In Riverdale bewarb ich mich beim Register, mein Kindheitstraum. Dann kaufte ich ein Haus und wohnte dort, eine Zeit lang.
Und dann, wie aus dem heiteren Himmel, traf ich wieder auf ihn.
Es war ein harter Arbeitstag im Büro gewesen und ich wollte mir noch einen Kaffee bei Pop's Diner holen, also hielt ich dort.
Als ich die Tür öffnete und FP hinter dem Tresen sag, traf mich fast der Blitz.
Wie er dort stand, in Uniform und Schürze, mit gegelten Haaren und rasierten Gesicht.
„Darf ich ihre Bestellung annehmen, Ma'am?", fragte er, ohne mich groß zu beachten.
Er erkannte mich nicht, es zerriss mir das Herz, Betty.
„FP?", fragte ich atemlos.
Dann endlich hob er den Kopf und seine Augen weiteten sich.
„Alice."
Mir kamen den Tränen, als er meinen Namen so aussprach, so direkt und selbstverständlich.
Seine Stimme zitterte, als er fragte: „Was machst du hier?"
Meine Trauer war verflogen und Glück breite sich in mir aus. „Ich bin seit ein paar Monaten zurück aus Harvard", erklärte ich stolz und FP lächelte. Er wusste, dass Harvard meine Traumschule gewesen war.
„Was machst du hier? Ich dachte, du bleibst für immer in Toledo."

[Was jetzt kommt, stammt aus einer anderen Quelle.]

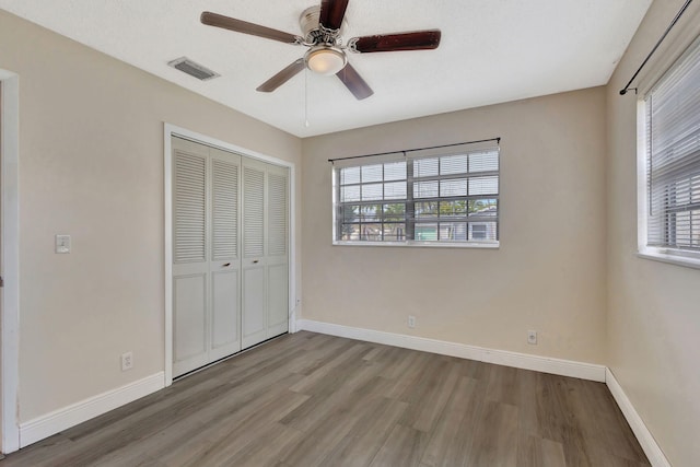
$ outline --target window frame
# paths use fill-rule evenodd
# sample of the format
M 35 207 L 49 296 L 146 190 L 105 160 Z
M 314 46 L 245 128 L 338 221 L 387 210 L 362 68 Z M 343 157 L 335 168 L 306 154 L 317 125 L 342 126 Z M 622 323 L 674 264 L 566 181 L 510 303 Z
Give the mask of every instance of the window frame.
M 650 161 L 649 148 L 649 119 L 646 100 L 649 95 L 674 70 L 684 63 L 684 60 L 692 52 L 700 49 L 700 36 L 686 42 L 685 47 L 676 45 L 677 52 L 673 60 L 666 60 L 663 68 L 656 67 L 648 79 L 648 84 L 640 87 L 637 101 L 637 190 L 638 190 L 638 252 L 637 256 L 678 266 L 700 269 L 700 250 L 674 248 L 669 246 L 649 245 L 649 210 L 650 210 Z
M 434 157 L 445 157 L 445 156 L 451 156 L 451 155 L 460 155 L 460 154 L 470 154 L 470 153 L 479 153 L 479 152 L 487 152 L 487 151 L 495 151 L 497 153 L 497 163 L 498 163 L 498 168 L 495 171 L 491 170 L 491 171 L 483 171 L 482 173 L 480 172 L 464 172 L 464 173 L 459 173 L 459 174 L 440 174 L 436 176 L 423 176 L 423 177 L 417 177 L 413 174 L 413 163 L 416 161 L 421 161 L 421 160 L 429 160 L 429 159 L 434 159 Z M 341 185 L 341 180 L 340 180 L 340 173 L 343 168 L 348 168 L 348 167 L 362 167 L 362 166 L 371 166 L 371 165 L 375 165 L 375 164 L 388 164 L 392 162 L 406 162 L 406 197 L 401 198 L 401 199 L 381 199 L 381 200 L 359 200 L 359 201 L 347 201 L 345 202 L 345 205 L 358 205 L 358 206 L 371 206 L 371 205 L 377 205 L 377 206 L 382 206 L 382 213 L 380 213 L 380 215 L 377 215 L 377 221 L 376 222 L 370 222 L 371 224 L 381 224 L 382 225 L 382 231 L 384 232 L 384 206 L 385 205 L 398 205 L 398 203 L 402 203 L 404 206 L 404 218 L 402 221 L 398 222 L 399 224 L 402 224 L 404 227 L 404 240 L 390 240 L 390 241 L 368 241 L 368 240 L 340 240 L 340 230 L 343 227 L 345 223 L 343 223 L 343 212 L 342 212 L 342 207 L 343 203 L 340 202 L 340 191 L 341 191 L 341 186 L 348 186 L 351 184 L 343 184 Z M 489 194 L 489 195 L 466 195 L 466 196 L 454 196 L 454 197 L 448 197 L 448 196 L 443 196 L 441 197 L 440 192 L 438 194 L 438 197 L 435 198 L 415 198 L 413 195 L 413 184 L 416 182 L 424 182 L 424 180 L 447 180 L 451 178 L 467 178 L 467 179 L 472 179 L 472 178 L 477 178 L 480 176 L 492 176 L 495 175 L 497 176 L 497 183 L 498 183 L 498 192 L 495 195 Z M 387 247 L 430 247 L 430 248 L 499 248 L 500 246 L 500 230 L 501 230 L 501 219 L 500 219 L 500 213 L 501 213 L 501 186 L 500 186 L 500 180 L 501 180 L 501 154 L 500 154 L 500 145 L 499 144 L 488 144 L 488 145 L 482 145 L 482 147 L 476 147 L 476 148 L 467 148 L 463 151 L 448 151 L 448 150 L 443 150 L 442 152 L 436 152 L 430 155 L 422 155 L 422 156 L 406 156 L 405 153 L 400 153 L 400 156 L 397 156 L 396 154 L 394 155 L 394 157 L 389 157 L 389 159 L 368 159 L 366 161 L 363 162 L 358 162 L 354 161 L 354 163 L 350 163 L 348 165 L 342 165 L 339 164 L 339 166 L 334 165 L 334 167 L 331 167 L 331 179 L 332 179 L 332 245 L 339 245 L 339 246 L 387 246 Z M 401 178 L 401 180 L 404 180 L 404 178 Z M 392 183 L 394 180 L 385 180 L 384 178 L 382 179 L 382 182 L 377 182 L 377 183 Z M 359 185 L 361 185 L 362 182 L 359 183 Z M 410 236 L 415 235 L 416 233 L 416 227 L 419 226 L 420 224 L 428 224 L 431 223 L 431 221 L 424 219 L 424 220 L 419 220 L 416 218 L 416 207 L 418 203 L 420 202 L 438 202 L 440 206 L 440 202 L 450 202 L 451 200 L 456 200 L 457 198 L 459 198 L 459 200 L 464 199 L 467 205 L 469 200 L 472 199 L 485 199 L 485 200 L 495 200 L 495 214 L 492 214 L 493 217 L 489 217 L 488 219 L 485 219 L 483 215 L 481 217 L 477 217 L 475 220 L 470 221 L 468 220 L 468 209 L 465 211 L 464 217 L 457 217 L 454 219 L 450 219 L 450 218 L 440 218 L 440 215 L 438 214 L 434 219 L 434 222 L 438 224 L 439 226 L 436 227 L 438 231 L 441 230 L 440 223 L 451 223 L 451 222 L 458 222 L 458 223 L 464 223 L 465 224 L 465 235 L 467 240 L 458 240 L 458 241 L 425 241 L 425 240 L 415 240 L 415 238 L 410 238 Z M 440 210 L 440 208 L 438 208 Z M 470 224 L 471 223 L 485 223 L 485 222 L 493 222 L 494 225 L 494 230 L 495 230 L 495 240 L 494 241 L 488 241 L 488 240 L 468 240 L 469 238 L 469 232 L 471 232 L 470 229 Z M 354 222 L 352 222 L 354 223 Z M 361 225 L 361 221 L 357 222 L 358 224 Z M 389 222 L 392 223 L 392 222 Z M 396 223 L 396 222 L 394 222 Z M 445 229 L 448 229 L 448 226 L 446 226 Z M 438 233 L 438 235 L 440 235 L 440 233 Z M 360 232 L 360 236 L 362 236 L 361 232 Z

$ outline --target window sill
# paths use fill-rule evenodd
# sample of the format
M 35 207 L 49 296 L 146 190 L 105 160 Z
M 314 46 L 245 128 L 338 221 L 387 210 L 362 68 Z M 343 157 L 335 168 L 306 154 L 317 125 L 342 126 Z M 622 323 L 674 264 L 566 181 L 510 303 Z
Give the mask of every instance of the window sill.
M 491 243 L 436 243 L 436 242 L 349 242 L 336 241 L 334 246 L 388 246 L 404 248 L 478 248 L 478 249 L 498 249 L 499 242 Z
M 675 254 L 663 253 L 658 249 L 640 249 L 637 256 L 643 259 L 667 262 L 669 265 L 684 266 L 686 268 L 700 269 L 700 255 L 681 256 Z

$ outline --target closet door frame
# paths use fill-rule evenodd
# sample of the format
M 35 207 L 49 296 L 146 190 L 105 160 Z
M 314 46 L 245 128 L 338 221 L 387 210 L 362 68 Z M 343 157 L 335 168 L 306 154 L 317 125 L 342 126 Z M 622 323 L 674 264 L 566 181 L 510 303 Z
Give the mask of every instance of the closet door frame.
M 190 140 L 196 143 L 206 144 L 218 148 L 223 151 L 235 152 L 243 156 L 259 160 L 270 164 L 289 168 L 289 332 L 296 331 L 296 257 L 294 250 L 295 244 L 295 167 L 291 162 L 282 161 L 277 157 L 260 154 L 246 148 L 241 148 L 206 135 L 190 131 L 185 128 L 171 124 L 164 124 L 163 131 L 163 155 L 164 155 L 164 220 L 165 220 L 165 319 L 164 319 L 164 340 L 165 340 L 165 381 L 164 385 L 173 384 L 173 154 L 171 140 L 173 137 Z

FP schüttelte den Kopf. „Das wollte ich zuerst auch. Aber dann ist mein Vater gestorben, der alte Säufer."
„Oh." Ich wusste nicht, ob das eine gute oder schlechte Neuigkeit war.
„Auf jeden Fall arbeite ich jetzt hier", stellte FP fest. „Ich ... brauche das Geld."
Wie auf Knopfdruck ging die Tür zur Abstellkammer auf. „FP, ich habe wieder solche Rückenschmerzen. Wie lange geht deine Schicht noch?"
FP drehte sich um. „Noch eine halbe Stunde, Gladys, dann fahren wir nach Hause, ja?"
Die Frau, die dort im Türrahmen stand, war wunderschön, hatte langes Haar und gebräunte Haut. Und sie war ... dem Aussehen nach zu urteilen, hochschwanger.
Mit offenem Mund starrte ich Gladys an.
„Möchtest du ... äh, noch irgendwas bestellen, Alice? Ich meine, Ma'am?", fragte FP kleinlaut.
Ich wartete, bis Gladys die Tür wieder hinter sich zufallen ließ.
Dann griff ich nach dem Ring an meiner linken Hand, den Ring, den FP mir vor fünf Jahren geschenkt hatte.
Ich schleuderte ihm das Schmuckstück hinter die Theke.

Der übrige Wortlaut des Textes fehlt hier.